MO Attorney General demands investigation against Google
COLUMBIA- Missouri Attorney General Josh Hawley announced the launch of an investigation against Google, Inc.
Hawley believes the media giant violates the Missouri Merchandising Practices Act, which is the state’s principal consumer protection statute. Hawley’s investigation stems from what he calls three major offenses by the online giant, which will serve as the basis for the investigation.
“This is an investigative subpoena,” Hawley said. “It carries the force of law and compliance which is not optional.”
Hawley said the investigation will focus on three primary issues:
- improper collection, use and disclosure of information by Google users and their online activities
- misappropriation of online content from the websites of its competitors
- manipulation of search results to preference websites owned by Google, demoting those that compete with Google
The second issue will focus on allegations that Google has lifted information from competitor’s websites to use on Google’s own sites and Google’s products. “This is sometimes called scraping, Hawley said. “This operation hurts businesses and drives Google’s competitors out of the market.”
The third issue is potential antitrust violations. “When using Google’s search engines consumers expect that the highest-ranking result for their search will be the most relevant,” Hawley said. “Substantial evidence suggests that Google may manipulate results to list Google affiliated websites higher in the search results.”
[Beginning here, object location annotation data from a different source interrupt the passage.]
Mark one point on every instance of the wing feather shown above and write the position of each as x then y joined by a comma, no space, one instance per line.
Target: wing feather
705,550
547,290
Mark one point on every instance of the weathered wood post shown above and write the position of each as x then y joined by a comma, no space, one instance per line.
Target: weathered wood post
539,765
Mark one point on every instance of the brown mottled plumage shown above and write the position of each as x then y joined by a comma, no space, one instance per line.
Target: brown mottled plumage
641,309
Hawley said if this evidence is true, this would be an unlawful attempt to increase Google’s power as a near-monopoly in the market.
Google, Inc. has already been subject to an almost 3 billion dollar antitrust fine in the European Union’s market place for alleged manipulation of search results.
Hawley believes Missouri citizens deserve to know what’s being done with their private, personal and confidential information. Consumers have the right to know whether Google is using and sharing their information with third parties. “If it is disclosing information and profiting from it, the people of Missouri deserve to know. If the company is using anti-competitive tactics to stifle completion, it should end.” Hawley believes a free and fair marketplace is essential for protecting American consumers.
“The bottom line is that Missouri will not give Google a free pass.”
Google issued a statement shortly after Hawley’s announcement for an impending investigation. Spokesperson Patrick Lenihan said, “We have not yet received the subpoena, however, we have strong privacy protections in place for our users and continue to operate in a highly competitive and dynamic environment.”
Attorney General Hawley is running for Claire McCaskill’s U.S. Senate seat, and assured media outlets that he was not chasing this investigation as a means of self-promotion.
“My decision to pursue Google goes back to my oath of office, which is to protect and uphold the laws of Missouri, the constitution of Missouri and to protect the people of Missouri.” Hawley believes “that’s what we’ve been doing from day one. Whether it’s going after big drug companies that have lied about the effects of opioids, or whether its going after human traffickers, that put Missouri citizens at most vulnerable risk; that’s exactly why we’re going after Google because we want to protect the people of Missouri.”
“It’s our job to get to the truth and we’re going to.”